Thanks again for the excellent article.

-- Mike Gollub

It never ceases to amaze me how we have to have this argument time and time again with entertainment industry idiots who are terrified of technology. It happened with the audiocassette, it happened with the VCR, it happened with the DAT tape, it happened with CDs; it never ends. Each new advance in technology is touted as the end of creative content and the death of revenue for the industry. They constantly paint the picture of poor starving artists who will be have their livelihood stolen by this evil new development.

Of course every one of these advances ultimately had just the opposite effect. They create more avenues for distribution, generate greater exposure for a broader variety of artists, and pay big profits to all concerned.

And yet the response is always the same. The industry spends years fighting this "insidious threat" instead of getting on with the task of figuring out how to use new technologies to their benefit.

Here's the universal truth that history has made painfully obvious:

You can't stop technological advancement.

You can't stop technological advancement.

You can't stop technological advancement.

There -- I've said it three times so maybe it will sink in. You can't stop it, and any attempt to do so is a pointless waste of time. And what's worse is that during this wasted time, these companies could be making money from all of this.

Instead we have to listen to Michael Greene's 10-minute rant on prime-time television during the Grammys. In any business one of the major keys to success is to create constant change to respond to the constantly changing business environment -- the same is true for the entertainment industry. Will they be able to continue to do business as usual? No -- they will not. And neither will anyone else.
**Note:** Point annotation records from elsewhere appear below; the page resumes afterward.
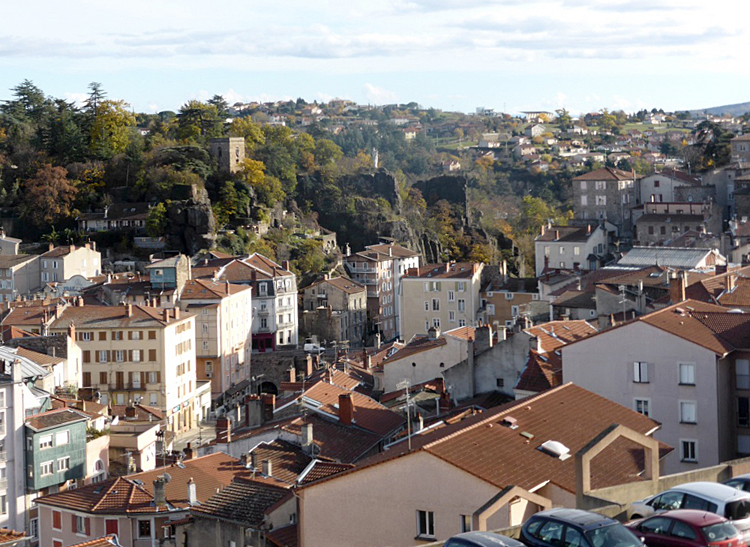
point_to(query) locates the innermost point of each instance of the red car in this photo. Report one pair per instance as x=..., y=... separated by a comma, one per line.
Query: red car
x=687, y=528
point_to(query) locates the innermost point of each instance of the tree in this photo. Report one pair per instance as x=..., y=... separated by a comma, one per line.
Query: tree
x=49, y=196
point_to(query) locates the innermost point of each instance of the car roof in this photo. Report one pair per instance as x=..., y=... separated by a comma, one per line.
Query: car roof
x=488, y=539
x=712, y=490
x=584, y=519
x=693, y=516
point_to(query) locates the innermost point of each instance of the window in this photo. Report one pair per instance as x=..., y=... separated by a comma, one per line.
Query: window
x=640, y=372
x=425, y=524
x=742, y=373
x=688, y=450
x=63, y=437
x=144, y=528
x=643, y=406
x=688, y=412
x=687, y=374
x=63, y=464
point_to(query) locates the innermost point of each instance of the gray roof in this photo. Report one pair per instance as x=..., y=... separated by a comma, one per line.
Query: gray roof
x=674, y=257
x=29, y=369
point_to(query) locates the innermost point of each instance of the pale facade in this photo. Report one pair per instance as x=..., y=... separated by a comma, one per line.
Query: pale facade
x=444, y=296
x=137, y=354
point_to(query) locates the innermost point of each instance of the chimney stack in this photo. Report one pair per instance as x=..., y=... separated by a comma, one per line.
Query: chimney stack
x=192, y=492
x=346, y=409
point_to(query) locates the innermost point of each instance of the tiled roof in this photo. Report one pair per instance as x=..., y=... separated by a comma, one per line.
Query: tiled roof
x=606, y=173
x=54, y=418
x=368, y=413
x=452, y=270
x=555, y=334
x=244, y=501
x=201, y=289
x=283, y=537
x=568, y=414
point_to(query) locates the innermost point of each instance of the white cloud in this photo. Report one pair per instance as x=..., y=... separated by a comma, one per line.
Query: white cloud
x=378, y=95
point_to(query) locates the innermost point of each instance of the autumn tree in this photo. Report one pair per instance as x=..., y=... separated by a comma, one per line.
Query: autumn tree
x=49, y=196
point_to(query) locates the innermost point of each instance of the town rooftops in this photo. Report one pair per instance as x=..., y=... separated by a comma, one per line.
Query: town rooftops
x=606, y=173
x=448, y=270
x=568, y=414
x=54, y=418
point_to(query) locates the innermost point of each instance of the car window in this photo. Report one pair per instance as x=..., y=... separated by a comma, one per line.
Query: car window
x=682, y=530
x=551, y=532
x=668, y=501
x=656, y=525
x=573, y=538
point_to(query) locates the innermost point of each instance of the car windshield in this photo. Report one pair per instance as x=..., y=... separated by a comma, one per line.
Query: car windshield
x=615, y=535
x=720, y=532
x=737, y=510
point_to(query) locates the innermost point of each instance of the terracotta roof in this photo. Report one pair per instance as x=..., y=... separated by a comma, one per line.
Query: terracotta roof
x=201, y=289
x=555, y=334
x=109, y=317
x=568, y=414
x=106, y=541
x=283, y=537
x=244, y=502
x=606, y=173
x=368, y=413
x=54, y=418
x=452, y=270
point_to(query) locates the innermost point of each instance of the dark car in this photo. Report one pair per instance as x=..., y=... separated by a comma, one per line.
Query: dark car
x=482, y=539
x=687, y=528
x=575, y=528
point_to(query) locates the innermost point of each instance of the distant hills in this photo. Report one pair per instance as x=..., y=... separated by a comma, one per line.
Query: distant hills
x=731, y=109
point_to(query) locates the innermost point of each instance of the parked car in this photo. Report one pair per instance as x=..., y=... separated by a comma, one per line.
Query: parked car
x=575, y=528
x=482, y=539
x=740, y=481
x=687, y=528
x=721, y=499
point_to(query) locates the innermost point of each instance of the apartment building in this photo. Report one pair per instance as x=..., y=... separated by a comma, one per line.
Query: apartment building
x=223, y=330
x=443, y=296
x=374, y=270
x=61, y=263
x=137, y=354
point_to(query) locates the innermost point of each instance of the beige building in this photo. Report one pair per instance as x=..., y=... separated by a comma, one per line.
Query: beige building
x=61, y=263
x=19, y=275
x=444, y=296
x=335, y=309
x=138, y=354
x=223, y=331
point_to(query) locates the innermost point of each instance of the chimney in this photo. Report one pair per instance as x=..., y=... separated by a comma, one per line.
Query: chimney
x=192, y=493
x=223, y=430
x=346, y=409
x=160, y=496
x=677, y=288
x=307, y=438
x=267, y=468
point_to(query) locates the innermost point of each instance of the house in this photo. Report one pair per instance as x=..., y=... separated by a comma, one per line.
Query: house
x=444, y=296
x=223, y=341
x=132, y=352
x=62, y=263
x=415, y=477
x=335, y=309
x=571, y=247
x=606, y=194
x=685, y=366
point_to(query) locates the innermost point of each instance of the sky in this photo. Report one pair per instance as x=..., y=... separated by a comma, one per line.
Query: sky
x=509, y=55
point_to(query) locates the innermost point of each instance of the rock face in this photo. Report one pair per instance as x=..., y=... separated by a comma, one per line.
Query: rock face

I know that they find it unfortunate that they won't be able to charge us $18 for a CD with only a couple of good songs on it -- but sorry, that's the way it is. Advances in technology, business practices and delivery methods always mean better value for customers (at least in a capitalist economy).

Look at Wal-Mart. Better selection, better prices, better for consumers. I'm sure that all of those little mom-and-pop stores that were run out of business by Wal-Mart, Target and the like would tell you that this is a bad thing -- but consumers have said otherwise. They've said it with their wallets.

Today it's MP3s and CD burners -- tomorrow it will be something new. The entertainment industry needs to stop their bitching and get on with the business of transforming themselves to thrive and prosper in today's world. It's what every other business has to do, and I'm afraid they live in the same world as the rest of us whether they like it or not.